# Putting equipment (i.e. heater) in an HOB filter



## pitabread (Jul 14, 2006)

I'm planning to set up a 5.5 gallon nano tank. Because of the small size, I want to keep as much equipment out of the tank as possible.

I'm planning to use an HOB filter (probably an Aquaclear 20 or 30) and was thinking about sticking the equipment in the media area of the filter. I figure I'm not going to need as much media given it's a planted tank, what about affixing a small heater in there? Also, if I rig up CO2, I'd want to try to put the diffusion output in there as well.

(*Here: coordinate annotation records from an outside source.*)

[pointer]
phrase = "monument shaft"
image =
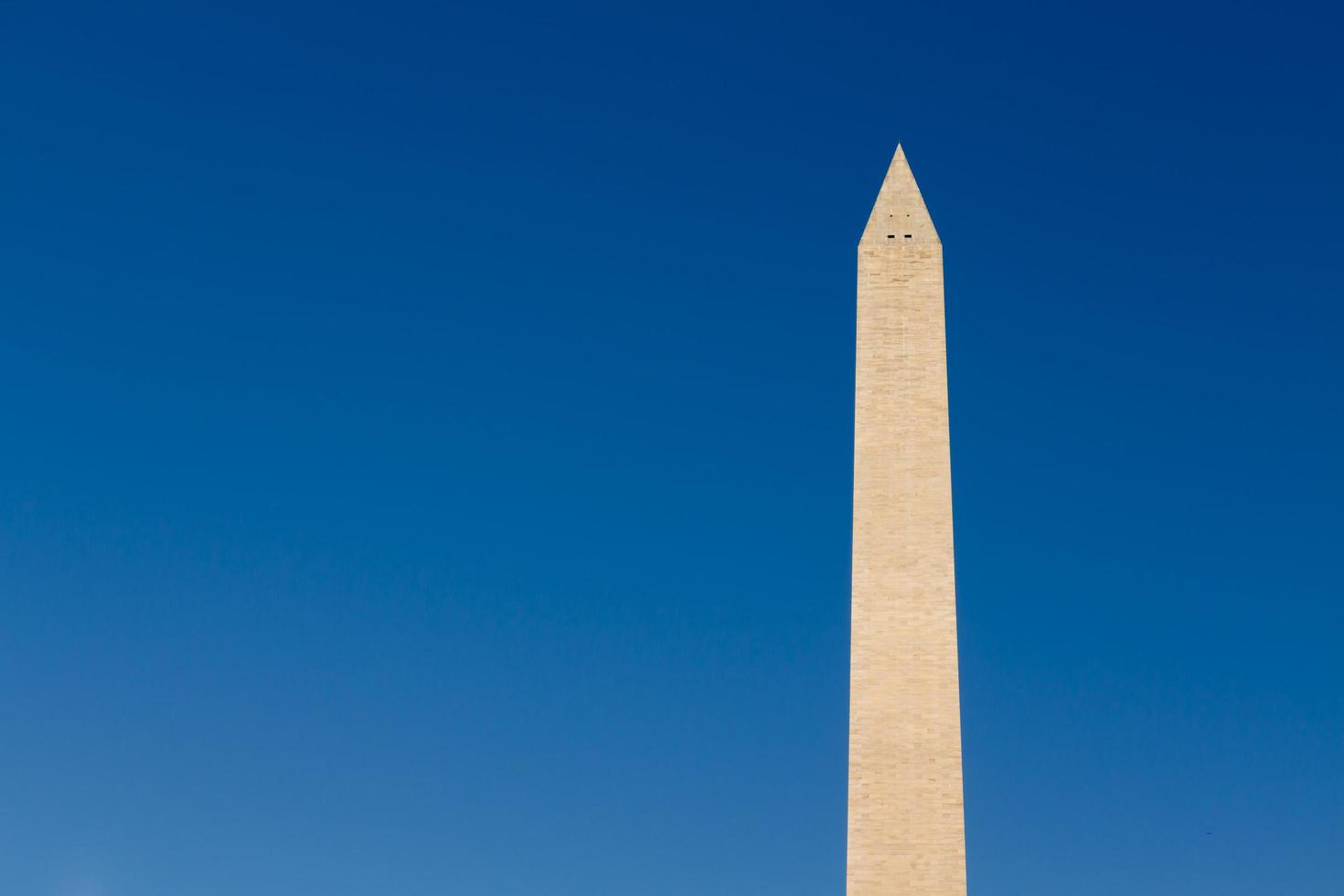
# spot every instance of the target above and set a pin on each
(906, 829)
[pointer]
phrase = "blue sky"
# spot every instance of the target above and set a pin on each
(426, 443)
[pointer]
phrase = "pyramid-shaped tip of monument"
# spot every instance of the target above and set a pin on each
(900, 212)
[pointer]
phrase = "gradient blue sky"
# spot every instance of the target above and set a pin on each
(426, 443)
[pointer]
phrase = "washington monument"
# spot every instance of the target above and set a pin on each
(906, 830)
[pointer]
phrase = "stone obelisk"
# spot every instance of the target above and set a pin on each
(906, 829)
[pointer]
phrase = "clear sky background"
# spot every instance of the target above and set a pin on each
(425, 443)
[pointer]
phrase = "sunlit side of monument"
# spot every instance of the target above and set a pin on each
(906, 832)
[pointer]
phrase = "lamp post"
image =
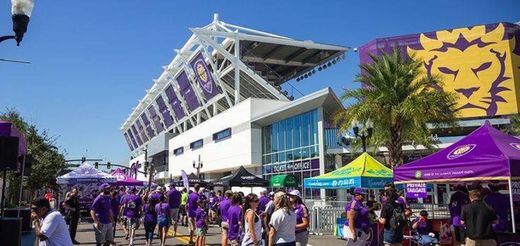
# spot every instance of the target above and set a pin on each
(21, 11)
(364, 133)
(198, 165)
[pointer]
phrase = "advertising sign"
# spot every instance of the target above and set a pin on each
(416, 190)
(187, 91)
(155, 118)
(479, 64)
(204, 77)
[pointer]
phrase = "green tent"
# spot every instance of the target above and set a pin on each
(283, 180)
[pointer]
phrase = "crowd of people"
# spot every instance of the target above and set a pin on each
(279, 218)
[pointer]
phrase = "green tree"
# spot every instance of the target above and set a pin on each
(48, 160)
(400, 100)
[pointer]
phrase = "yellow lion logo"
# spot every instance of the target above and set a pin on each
(477, 64)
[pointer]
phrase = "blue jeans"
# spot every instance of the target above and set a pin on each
(149, 228)
(393, 236)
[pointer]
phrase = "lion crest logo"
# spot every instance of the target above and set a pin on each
(204, 77)
(460, 151)
(477, 64)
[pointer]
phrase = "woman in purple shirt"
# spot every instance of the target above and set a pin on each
(150, 220)
(163, 218)
(202, 223)
(235, 219)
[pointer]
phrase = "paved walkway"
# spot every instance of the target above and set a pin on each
(85, 236)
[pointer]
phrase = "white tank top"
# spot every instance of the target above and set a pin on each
(258, 229)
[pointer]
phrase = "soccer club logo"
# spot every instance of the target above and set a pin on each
(204, 76)
(460, 151)
(515, 145)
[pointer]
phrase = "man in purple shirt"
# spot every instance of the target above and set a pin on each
(500, 203)
(457, 201)
(174, 200)
(101, 212)
(235, 219)
(223, 208)
(262, 201)
(191, 208)
(131, 204)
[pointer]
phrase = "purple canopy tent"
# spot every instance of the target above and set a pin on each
(123, 179)
(485, 154)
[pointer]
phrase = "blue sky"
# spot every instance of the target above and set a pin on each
(92, 60)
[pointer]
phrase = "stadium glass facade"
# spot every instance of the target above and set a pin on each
(291, 146)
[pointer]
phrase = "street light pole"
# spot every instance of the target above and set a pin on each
(21, 11)
(363, 135)
(198, 166)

Anyone tried anything like this?


----------



## Zapins (Jul 28, 2004)

Sounds like a good idea for the heater, but I am not too sure it would be good for the CO2 diffuser since HoBs tend to agitate the water and outgas CO2. 

I think you should put the diffuser into the tank or find another way to hide it w/o the HoB


----------



## Jdinh04 (Oct 7, 2004)

I would becareful about adding a heater into a H.O.B filter, it could possibly melt the thing and cause it to leak. Check the material before doing so.


----------



## John N. (Dec 11, 2005)

Interesting idea. I would be wary of having the heater in contact with any of the HOB parts and plastic. I'm not sure if it will cause the HOB to melt or not, but something to definately watch out for. I'm not quite sure where I would get a small and accurate enough heater to fit into the back of an HOB too. But if you find away I don't see why you can't run with it.

-John N.


----------



## Jdinh04 (Oct 7, 2004)

Another alternative I would go with is an undergravel heater cable, just place it in the tank and put the substrate over it. The only thing that will be visible is the wire that comes out of your tank, but thats just like anything esle.


----------



## John N. (Dec 11, 2005)

Good idea, Jdinh. That reminded me that I've heard people had good results with using a reptile heat pad placed directly underneath the entire tank. This added enough heat without adding that wire inside the tank. But of course your results will vary, so keep that receipt if it doesn't work the way you want it.

-John N.


----------



## pitabread (Jul 14, 2006)

John N. said:


> Interesting idea. I would be wary of having the heater in contact with any of the HOB parts and plastic. I'm not sure if it will cause the HOB to melt or not, but something to definately watch out for. I'm not quite sure where I would get a small and accurate enough heater to fit into the back of an HOB too. But if you find away I don't see why you can't run with it.
> 
> -John N.


I have a 50 watt hydor heater and it's small enough to fit in an Aquaclear 20. And I'd certainly make sure that the heater itself wasn't touching the plastic. Using suction cups, I should be able to stick it to the side of the inside of the HOB and leave about 1/2" of space at the bottom.


----------



## pitabread (Jul 14, 2006)

Jdinh04 said:


> Another alternative I would go with is an undergravel heater cable, just place it in the tank and put the substrate over it. The only thing that will be visible is the wire that comes out of your tank, but thats just like anything esle.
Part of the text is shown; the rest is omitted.